Something doesn’t have to have clear boundaries to exist. There is no exact place where the atmosphere ends and space begins but that does not imply that an atmosphere does not exist.

Words can have a gender: masculine, feminine, neuter or indeterminate. People do not have a gender. People have a sex. There are two, and only two sexes: male and female. Males have an X and a Y chromosome; females have two X chromosomes. Females have ovaries, a uterus etc. men have testicles and a penis. Men cannot have babies. Women cannot impregnate other women. Additionally, males and females produce different quantities of sex hormones that radically alter their psychology and bodies. This is all scientific fact, not a “social construct.”[/quote]

And what I say is true, therefore you must necessarily be wrong. And you omitted a number of people in your definition of sex. Not to mention each collective label you used would need an absolute physical definition many of which don’t exist. But lets just try exclusively one of them. What is an X chromosome?

(Sigh) Where are we going with this? I’m not in the mood for gender studies batshit.

[quote]SexMachine wrote:
(Sigh) Where are we going with this? I’m not in the mood for gender studies batshit.

[/quote]

Not gender studies, logic and physical constructs. None of my chromosomes match any or yours. one of us must not have one of these Xs. Different atoms. Different orders. Different locations. What exact physical logically definable trait defines each of our Xs?

^^It’s in the link:

"The X chromosome is notably larger and has a more active euchromatin region than its Y chromosome counterpart…

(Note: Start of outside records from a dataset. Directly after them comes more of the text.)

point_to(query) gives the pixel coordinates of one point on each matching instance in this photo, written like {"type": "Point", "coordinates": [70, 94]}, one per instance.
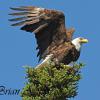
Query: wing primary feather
{"type": "Point", "coordinates": [20, 9]}
{"type": "Point", "coordinates": [19, 13]}
{"type": "Point", "coordinates": [18, 19]}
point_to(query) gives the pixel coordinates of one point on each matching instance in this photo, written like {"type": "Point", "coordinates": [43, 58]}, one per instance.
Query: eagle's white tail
{"type": "Point", "coordinates": [45, 62]}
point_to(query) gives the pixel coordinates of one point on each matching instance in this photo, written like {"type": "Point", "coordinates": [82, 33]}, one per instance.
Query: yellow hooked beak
{"type": "Point", "coordinates": [84, 40]}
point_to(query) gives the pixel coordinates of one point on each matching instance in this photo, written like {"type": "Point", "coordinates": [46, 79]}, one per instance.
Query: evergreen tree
{"type": "Point", "coordinates": [52, 82]}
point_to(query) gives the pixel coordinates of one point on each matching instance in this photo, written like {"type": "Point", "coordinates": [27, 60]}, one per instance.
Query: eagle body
{"type": "Point", "coordinates": [54, 40]}
{"type": "Point", "coordinates": [64, 53]}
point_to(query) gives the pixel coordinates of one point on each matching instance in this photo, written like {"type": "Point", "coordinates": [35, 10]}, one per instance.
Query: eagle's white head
{"type": "Point", "coordinates": [78, 42]}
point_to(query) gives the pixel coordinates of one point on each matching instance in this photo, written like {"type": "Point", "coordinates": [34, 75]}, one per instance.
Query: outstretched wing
{"type": "Point", "coordinates": [48, 26]}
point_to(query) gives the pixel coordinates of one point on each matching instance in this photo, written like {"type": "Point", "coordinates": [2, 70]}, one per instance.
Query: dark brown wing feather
{"type": "Point", "coordinates": [48, 26]}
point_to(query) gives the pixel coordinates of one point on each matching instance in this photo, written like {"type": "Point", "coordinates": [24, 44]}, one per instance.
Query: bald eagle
{"type": "Point", "coordinates": [53, 39]}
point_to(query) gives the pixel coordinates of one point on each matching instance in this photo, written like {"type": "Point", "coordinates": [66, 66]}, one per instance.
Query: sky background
{"type": "Point", "coordinates": [17, 48]}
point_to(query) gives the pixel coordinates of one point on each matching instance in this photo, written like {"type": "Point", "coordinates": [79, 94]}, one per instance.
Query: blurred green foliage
{"type": "Point", "coordinates": [52, 82]}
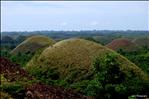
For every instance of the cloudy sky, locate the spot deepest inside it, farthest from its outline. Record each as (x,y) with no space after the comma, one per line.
(74,15)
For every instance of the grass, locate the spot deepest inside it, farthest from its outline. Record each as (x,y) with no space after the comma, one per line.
(72,59)
(142,41)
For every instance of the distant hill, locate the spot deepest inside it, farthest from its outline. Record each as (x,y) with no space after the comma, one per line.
(142,41)
(122,43)
(75,56)
(32,44)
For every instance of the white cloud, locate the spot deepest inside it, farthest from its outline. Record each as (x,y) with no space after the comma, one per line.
(63,23)
(94,23)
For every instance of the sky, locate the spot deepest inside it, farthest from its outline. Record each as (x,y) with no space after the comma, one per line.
(74,15)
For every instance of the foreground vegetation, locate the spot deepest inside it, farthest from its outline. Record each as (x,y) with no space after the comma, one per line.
(73,69)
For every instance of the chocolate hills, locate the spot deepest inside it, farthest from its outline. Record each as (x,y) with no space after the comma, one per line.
(122,43)
(142,41)
(32,44)
(74,57)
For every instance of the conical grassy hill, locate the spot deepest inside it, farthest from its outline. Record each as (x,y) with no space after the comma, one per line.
(75,56)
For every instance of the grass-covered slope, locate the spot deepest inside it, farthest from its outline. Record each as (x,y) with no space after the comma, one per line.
(123,44)
(32,44)
(74,57)
(144,41)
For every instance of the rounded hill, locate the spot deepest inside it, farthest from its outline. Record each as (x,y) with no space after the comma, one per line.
(32,44)
(122,43)
(75,57)
(143,41)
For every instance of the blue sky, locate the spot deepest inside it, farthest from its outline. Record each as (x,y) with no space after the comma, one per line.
(74,15)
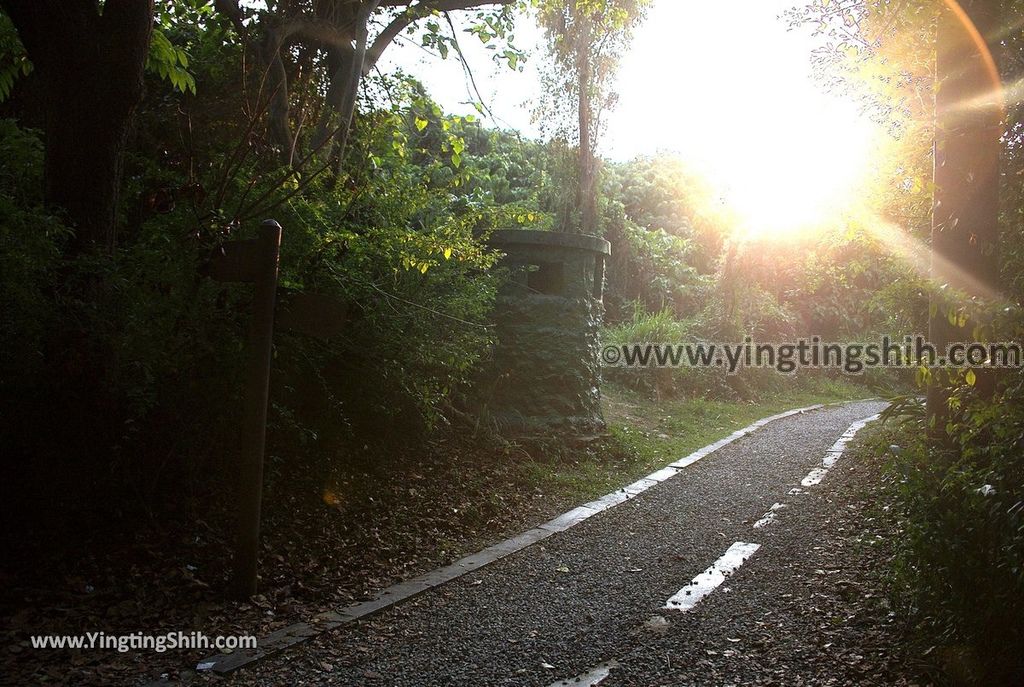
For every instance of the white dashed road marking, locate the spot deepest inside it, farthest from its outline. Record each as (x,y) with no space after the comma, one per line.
(710,580)
(593,677)
(767,518)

The X chromosome contains about 2000 genes compared to the Y chromosome containing 78…"

Etc

[quote]SexMachine wrote:

[quote]NickViar wrote:

[quote]SexMachine wrote:
Race? Sex? They’re not social constructs you know. But that’s not really relevant to the point anyway.
[/quote]

Are you sure that race isn’t a social construct? [/quote]

100% sure.[/quote]

How many are there?

What if a child is born to parents of different races? What race is he? What if that child procreates with a child born to parents of two other races? What race is the product of that union? If we just say that these scenarios create mixed-race children, then we have a huge number of people on Earth to whom we can’t assign an actual race, right?